# Let's see your first! :D



## hands made for wood (Nov 2, 2007)

I always thought it would be cool to see from all of you what your first project was, no matter how small it is! If you have a pic that's great!  My first was a little veggietales key chain I had made the day my dad told me I was old enough to use the scroll saw. I was quite the excited boy!  soo I guess I made this when I was... oh 10 maybe? 

Now for the rest of ya! Let's see what you have!  okay.... sooo maybe I can't go calling this a "project" haha it's lacking. about everything there is to lack. but nonetheless this piece means a lot to me


----------



## jack warner (Oct 15, 2010)

dude, thats over 35 yrs ago. i cant even remember my "first" project, much less still have it. lol


----------



## hands made for wood (Nov 2, 2007)

hahaha yeah I figured that would be the case! Maybe some will still have their first project


----------



## robert421960 (Dec 9, 2010)

10 was 40 yrs ago for me but i do have some early things i did ill try to get pics of and post


----------



## Firewalker (Jan 3, 2011)

Levi, 

Believe it or not I came across my first project the other day. It was in my Dads house and I told my wife about it. She said she wanted it so we got it. I will snap a shot of it. Very basic hand tool only creation. It's pretty wild how long ago that was. Stay tuned for a pic to help keep ya thread alive.


----------



## Kenbo (Sep 16, 2008)

I still have some of my early projects. I'll take some pictures this afternoon and post. Great idea for a thread. By the way, gotta love the veggie key chain. Its got some serious character..
:thumbsup:


----------



## joesdad (Nov 1, 2007)

My first wood project was probably a slingshot whitteled out of a crabapple tree branch from our back yard. I do remember it was done with my first pocket knife which was an old Barlow that my father had given me.
I'm guessing both were confiscated shortly after by my mother. I think this was around 1978.


----------



## SteveEl (Sep 7, 2010)

My first was pounding nails into the basement stairway, with my mother's encouragement. I think she was relieved to be able to close the basement door on me for awhile.....

I don't have any of the junk I cobbled together during my "figure it out for myself" years, but I do have my first jr high class project from some 30+ years ago. Those were the school colors.


----------



## cabinetman (Jul 5, 2007)

One of my first projects that I still have is a set of wood teeth I carved as a gift for my dad, who was a dentist. I was about 10 years old. 




















 









.


----------



## dblodgett (Jan 10, 2009)

cabinetman said:


> One of my first projects that I still have is a set of wood teeth I carved as a gift for my dad, who was a dentist.
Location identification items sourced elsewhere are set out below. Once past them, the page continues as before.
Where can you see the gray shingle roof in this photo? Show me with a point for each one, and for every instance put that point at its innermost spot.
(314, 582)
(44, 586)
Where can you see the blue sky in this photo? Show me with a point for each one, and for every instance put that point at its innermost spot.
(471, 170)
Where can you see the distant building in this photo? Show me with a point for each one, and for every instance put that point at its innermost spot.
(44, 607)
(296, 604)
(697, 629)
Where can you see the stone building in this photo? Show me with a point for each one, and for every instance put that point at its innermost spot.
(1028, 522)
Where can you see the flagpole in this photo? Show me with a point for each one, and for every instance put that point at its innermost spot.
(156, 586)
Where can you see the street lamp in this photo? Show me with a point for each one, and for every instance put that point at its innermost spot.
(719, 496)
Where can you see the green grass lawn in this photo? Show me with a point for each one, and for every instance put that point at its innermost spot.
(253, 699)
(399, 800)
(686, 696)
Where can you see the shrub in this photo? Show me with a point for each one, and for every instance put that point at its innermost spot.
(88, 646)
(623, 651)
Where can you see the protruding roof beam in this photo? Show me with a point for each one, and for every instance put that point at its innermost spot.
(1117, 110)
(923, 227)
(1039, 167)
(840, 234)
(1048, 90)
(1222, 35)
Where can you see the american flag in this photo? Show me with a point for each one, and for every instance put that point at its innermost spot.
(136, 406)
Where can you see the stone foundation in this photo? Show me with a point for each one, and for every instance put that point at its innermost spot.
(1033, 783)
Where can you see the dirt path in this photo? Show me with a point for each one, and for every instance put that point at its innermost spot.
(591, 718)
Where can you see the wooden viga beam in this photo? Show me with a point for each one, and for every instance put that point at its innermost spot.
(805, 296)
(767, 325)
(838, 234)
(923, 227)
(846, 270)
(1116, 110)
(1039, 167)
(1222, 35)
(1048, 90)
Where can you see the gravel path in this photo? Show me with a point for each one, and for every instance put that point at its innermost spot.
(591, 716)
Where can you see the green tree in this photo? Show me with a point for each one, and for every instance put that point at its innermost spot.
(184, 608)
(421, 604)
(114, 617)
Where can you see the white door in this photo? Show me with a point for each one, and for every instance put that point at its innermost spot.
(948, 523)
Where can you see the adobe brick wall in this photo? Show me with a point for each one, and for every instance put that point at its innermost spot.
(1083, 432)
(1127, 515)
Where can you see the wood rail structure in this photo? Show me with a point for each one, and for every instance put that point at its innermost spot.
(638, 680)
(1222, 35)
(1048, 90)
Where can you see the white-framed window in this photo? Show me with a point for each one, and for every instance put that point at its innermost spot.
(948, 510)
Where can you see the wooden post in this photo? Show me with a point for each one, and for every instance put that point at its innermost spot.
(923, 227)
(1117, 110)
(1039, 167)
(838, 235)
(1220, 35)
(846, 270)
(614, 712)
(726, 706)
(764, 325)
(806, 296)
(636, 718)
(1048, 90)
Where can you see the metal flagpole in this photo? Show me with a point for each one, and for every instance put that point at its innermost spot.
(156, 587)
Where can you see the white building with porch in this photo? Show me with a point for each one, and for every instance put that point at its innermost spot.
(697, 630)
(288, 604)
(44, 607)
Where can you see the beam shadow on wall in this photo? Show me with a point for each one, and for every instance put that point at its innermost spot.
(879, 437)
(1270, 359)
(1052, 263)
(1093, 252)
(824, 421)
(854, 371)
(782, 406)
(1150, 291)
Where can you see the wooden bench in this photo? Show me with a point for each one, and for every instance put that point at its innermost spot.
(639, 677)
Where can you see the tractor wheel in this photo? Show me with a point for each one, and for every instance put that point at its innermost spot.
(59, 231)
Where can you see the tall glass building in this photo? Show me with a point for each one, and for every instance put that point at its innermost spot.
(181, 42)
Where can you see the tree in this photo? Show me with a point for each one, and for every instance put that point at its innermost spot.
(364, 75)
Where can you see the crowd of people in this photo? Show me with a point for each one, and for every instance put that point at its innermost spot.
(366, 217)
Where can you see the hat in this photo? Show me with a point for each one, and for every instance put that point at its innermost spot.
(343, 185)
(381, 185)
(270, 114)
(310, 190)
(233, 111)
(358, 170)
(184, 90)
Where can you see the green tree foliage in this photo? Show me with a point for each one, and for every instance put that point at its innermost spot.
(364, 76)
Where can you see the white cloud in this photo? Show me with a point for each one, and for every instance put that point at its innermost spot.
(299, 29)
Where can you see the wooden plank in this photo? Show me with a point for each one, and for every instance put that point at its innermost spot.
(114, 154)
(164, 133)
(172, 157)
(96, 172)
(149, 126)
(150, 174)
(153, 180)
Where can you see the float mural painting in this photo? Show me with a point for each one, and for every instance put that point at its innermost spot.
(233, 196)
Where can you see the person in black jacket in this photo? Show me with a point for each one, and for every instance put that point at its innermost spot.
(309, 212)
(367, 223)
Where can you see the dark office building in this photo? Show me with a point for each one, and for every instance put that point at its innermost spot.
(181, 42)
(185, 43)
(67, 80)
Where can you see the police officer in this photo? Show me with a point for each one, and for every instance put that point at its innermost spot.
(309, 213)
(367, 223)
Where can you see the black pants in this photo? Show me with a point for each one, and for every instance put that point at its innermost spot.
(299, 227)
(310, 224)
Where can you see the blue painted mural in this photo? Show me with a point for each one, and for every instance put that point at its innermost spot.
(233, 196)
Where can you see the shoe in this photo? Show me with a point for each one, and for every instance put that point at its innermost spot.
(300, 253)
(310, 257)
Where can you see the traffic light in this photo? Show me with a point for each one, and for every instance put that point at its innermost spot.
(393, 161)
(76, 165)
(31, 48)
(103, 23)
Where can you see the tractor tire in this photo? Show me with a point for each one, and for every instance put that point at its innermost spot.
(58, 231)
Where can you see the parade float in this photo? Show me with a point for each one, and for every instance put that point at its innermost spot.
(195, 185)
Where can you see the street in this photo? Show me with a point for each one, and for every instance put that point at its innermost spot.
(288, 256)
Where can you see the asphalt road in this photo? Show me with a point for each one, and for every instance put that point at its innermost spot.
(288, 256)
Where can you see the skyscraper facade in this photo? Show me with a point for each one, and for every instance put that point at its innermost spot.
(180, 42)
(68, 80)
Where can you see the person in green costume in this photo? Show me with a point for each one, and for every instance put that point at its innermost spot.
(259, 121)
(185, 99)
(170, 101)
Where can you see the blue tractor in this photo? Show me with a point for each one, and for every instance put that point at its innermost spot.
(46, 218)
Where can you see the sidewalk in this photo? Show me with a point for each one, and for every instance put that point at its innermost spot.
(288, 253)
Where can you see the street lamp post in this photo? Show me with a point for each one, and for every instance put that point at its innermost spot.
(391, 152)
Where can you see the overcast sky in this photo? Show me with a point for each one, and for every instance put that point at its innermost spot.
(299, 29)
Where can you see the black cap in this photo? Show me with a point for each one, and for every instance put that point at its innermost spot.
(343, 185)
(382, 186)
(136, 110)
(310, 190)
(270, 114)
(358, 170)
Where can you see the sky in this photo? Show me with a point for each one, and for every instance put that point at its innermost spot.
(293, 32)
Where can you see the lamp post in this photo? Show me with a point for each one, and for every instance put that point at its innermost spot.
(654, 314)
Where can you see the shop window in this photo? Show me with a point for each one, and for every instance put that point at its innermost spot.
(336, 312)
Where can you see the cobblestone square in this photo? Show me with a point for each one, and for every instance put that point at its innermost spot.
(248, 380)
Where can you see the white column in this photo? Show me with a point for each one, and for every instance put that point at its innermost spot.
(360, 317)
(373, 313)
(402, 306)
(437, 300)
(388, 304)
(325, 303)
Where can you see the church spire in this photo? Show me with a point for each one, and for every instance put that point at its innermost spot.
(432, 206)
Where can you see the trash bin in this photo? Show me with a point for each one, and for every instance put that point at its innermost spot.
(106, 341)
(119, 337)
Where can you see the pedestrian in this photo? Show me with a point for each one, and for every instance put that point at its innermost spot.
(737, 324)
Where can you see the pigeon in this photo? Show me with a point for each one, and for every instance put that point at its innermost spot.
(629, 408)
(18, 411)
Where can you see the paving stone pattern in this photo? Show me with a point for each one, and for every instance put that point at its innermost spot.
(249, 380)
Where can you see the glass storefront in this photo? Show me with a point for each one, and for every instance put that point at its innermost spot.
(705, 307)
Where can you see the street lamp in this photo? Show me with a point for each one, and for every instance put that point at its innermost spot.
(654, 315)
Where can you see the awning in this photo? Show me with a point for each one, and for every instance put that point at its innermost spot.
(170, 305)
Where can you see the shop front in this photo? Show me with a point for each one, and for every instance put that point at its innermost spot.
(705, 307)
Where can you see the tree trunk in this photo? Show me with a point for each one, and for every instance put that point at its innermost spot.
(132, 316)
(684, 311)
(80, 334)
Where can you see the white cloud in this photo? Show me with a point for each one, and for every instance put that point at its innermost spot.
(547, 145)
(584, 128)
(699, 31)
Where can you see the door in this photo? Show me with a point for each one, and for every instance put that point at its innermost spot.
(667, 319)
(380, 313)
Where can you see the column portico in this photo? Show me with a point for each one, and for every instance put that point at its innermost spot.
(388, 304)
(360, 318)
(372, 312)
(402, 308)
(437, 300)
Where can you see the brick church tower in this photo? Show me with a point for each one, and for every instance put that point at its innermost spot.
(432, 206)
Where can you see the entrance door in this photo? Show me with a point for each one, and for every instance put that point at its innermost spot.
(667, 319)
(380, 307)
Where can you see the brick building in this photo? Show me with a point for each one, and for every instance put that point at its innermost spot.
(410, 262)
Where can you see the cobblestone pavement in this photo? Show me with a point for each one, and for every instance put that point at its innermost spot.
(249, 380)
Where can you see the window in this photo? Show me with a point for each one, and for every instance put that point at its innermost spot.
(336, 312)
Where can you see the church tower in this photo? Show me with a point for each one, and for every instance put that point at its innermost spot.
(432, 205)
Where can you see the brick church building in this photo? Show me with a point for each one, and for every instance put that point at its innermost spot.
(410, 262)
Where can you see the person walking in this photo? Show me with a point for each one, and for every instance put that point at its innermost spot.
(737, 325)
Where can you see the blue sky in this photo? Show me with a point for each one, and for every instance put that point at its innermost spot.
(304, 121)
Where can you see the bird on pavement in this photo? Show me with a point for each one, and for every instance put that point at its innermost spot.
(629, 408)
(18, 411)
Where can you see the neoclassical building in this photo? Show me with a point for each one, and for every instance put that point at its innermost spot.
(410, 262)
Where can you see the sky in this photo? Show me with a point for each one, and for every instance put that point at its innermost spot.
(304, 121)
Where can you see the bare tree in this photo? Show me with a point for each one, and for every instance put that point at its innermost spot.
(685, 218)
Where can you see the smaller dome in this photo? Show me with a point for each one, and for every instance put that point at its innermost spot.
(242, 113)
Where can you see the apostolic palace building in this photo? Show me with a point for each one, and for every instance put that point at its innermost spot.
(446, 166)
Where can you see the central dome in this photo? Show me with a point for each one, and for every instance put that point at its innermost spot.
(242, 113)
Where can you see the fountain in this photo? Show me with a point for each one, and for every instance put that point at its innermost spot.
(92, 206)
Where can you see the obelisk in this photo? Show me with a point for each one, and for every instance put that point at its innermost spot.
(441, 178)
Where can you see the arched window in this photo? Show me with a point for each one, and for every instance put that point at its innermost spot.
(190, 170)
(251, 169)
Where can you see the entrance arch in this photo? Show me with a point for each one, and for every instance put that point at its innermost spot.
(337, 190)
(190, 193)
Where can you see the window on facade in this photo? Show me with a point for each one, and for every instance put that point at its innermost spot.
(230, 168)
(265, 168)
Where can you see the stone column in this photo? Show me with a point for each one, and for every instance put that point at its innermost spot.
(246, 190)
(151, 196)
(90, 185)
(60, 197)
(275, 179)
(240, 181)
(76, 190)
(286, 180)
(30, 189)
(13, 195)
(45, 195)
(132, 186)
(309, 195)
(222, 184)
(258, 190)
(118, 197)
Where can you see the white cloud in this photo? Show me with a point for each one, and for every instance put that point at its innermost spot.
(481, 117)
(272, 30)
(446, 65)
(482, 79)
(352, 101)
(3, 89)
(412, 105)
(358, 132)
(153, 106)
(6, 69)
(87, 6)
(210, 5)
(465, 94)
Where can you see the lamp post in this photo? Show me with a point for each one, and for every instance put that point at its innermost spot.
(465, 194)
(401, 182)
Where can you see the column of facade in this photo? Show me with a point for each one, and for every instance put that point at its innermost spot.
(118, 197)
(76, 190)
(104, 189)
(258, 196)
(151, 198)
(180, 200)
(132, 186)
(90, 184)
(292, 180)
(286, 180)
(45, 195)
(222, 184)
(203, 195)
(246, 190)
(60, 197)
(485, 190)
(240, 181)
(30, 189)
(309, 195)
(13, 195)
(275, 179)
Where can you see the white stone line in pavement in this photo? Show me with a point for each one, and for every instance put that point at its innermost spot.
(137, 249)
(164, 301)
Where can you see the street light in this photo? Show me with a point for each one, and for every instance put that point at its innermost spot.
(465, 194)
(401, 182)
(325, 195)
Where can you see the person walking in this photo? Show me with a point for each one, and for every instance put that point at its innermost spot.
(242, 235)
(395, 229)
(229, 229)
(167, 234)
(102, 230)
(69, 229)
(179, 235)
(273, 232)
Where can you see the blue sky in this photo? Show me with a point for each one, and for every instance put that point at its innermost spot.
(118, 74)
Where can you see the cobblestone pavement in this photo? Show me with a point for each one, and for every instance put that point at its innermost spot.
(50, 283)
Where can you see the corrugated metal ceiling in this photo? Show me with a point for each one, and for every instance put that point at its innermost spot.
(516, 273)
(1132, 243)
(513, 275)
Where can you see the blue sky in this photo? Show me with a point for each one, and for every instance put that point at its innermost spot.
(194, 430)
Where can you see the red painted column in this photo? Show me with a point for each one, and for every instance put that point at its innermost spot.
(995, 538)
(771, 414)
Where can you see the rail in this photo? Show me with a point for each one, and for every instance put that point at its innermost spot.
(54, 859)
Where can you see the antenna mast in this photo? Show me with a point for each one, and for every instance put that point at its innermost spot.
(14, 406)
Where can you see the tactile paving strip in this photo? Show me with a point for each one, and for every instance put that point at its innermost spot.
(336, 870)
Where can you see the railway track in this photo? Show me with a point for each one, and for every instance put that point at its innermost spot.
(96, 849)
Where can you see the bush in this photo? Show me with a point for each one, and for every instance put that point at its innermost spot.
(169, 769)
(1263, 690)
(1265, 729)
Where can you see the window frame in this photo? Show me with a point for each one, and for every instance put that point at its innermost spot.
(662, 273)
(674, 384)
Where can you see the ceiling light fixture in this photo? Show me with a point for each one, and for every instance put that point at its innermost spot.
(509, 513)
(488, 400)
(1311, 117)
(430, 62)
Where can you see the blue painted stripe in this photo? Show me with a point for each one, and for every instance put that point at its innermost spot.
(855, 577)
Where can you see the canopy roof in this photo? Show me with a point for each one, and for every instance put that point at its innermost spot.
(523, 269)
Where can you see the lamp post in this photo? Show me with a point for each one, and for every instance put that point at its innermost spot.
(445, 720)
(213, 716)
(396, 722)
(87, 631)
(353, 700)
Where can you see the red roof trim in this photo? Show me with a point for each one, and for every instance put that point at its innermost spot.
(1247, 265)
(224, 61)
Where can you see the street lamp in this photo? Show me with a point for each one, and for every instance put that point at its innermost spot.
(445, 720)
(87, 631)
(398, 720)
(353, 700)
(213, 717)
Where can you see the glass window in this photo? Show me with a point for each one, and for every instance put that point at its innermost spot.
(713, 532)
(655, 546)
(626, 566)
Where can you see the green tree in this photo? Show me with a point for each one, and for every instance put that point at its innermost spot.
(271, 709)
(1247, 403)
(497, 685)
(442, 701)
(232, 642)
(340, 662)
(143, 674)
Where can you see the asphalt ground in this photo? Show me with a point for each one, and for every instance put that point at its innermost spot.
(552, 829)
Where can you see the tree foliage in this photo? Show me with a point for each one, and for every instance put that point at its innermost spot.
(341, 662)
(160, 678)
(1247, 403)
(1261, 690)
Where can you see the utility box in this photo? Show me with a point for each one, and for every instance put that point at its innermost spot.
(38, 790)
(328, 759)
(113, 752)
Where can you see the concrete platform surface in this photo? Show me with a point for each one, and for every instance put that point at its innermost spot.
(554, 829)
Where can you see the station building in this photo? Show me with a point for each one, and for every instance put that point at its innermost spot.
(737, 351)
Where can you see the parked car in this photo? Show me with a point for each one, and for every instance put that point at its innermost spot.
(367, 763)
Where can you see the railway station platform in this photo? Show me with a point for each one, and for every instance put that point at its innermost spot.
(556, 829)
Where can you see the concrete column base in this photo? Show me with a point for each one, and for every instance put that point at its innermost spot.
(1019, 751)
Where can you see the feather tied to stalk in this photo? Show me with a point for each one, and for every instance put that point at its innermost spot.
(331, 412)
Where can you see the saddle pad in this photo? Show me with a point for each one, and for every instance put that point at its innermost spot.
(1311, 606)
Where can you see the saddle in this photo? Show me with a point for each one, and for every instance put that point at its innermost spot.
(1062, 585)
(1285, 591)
I was about 10 years old.
> 
> View attachment 19966
> 
> ...


 
Wow cabinetman -- you were clearly born with the woodworking gene. I don't think I could carve those teeth now!


----------



## Gene Howe (Feb 28, 2009)

OK, you you young techies, how do I convert my first project pictures from tintypes to electronic media?:laughing:


----------



## joesdad (Nov 1, 2007)

Gene Howe said:


> OK, you you young techies, how do I convert my first project pictures from tintypes to electronic media?:laughing:


From a print?

A: Scan and save it.
B: Take a picture of it with a digi camera or phone


----------



## Quijibo (Nov 13, 2010)

Not the best picture, but it was a joint project with my father, for my first child (and used by second as well).
good times in the garage.


----------



## GeorgeC (Jul 30, 2008)

jack warner said:


> dude, thats over 35 yrs ago. i cant even remember my "first" project, much less still have it. lol


That would be my sentiments also.

I can remember my first project after I got married 46 years ago. We purchased a nice little (1,250 sq ft) house in Jan Jose California. I wanted a bookcase in the living room so I bought some brick that matched the fireplace, a sheet of 3/4" mahogany plywood and a sheet of 1/4" plywood.

I extended the fireplace hearth over to the sidewall. I then made two vertical brick "pilings." The 1/4" plywood was used as the back and the 3/4" as the shelves. In those days I only owned a circular saw and hand tools. Took a little patience to get all cuts straight.

I never got around to applying the finish to those shelves. This was the Vietnam era and the Air Force unexpectedly moved us before I was finished I had the project finished.

If I took any pictures I have no idea of where they are.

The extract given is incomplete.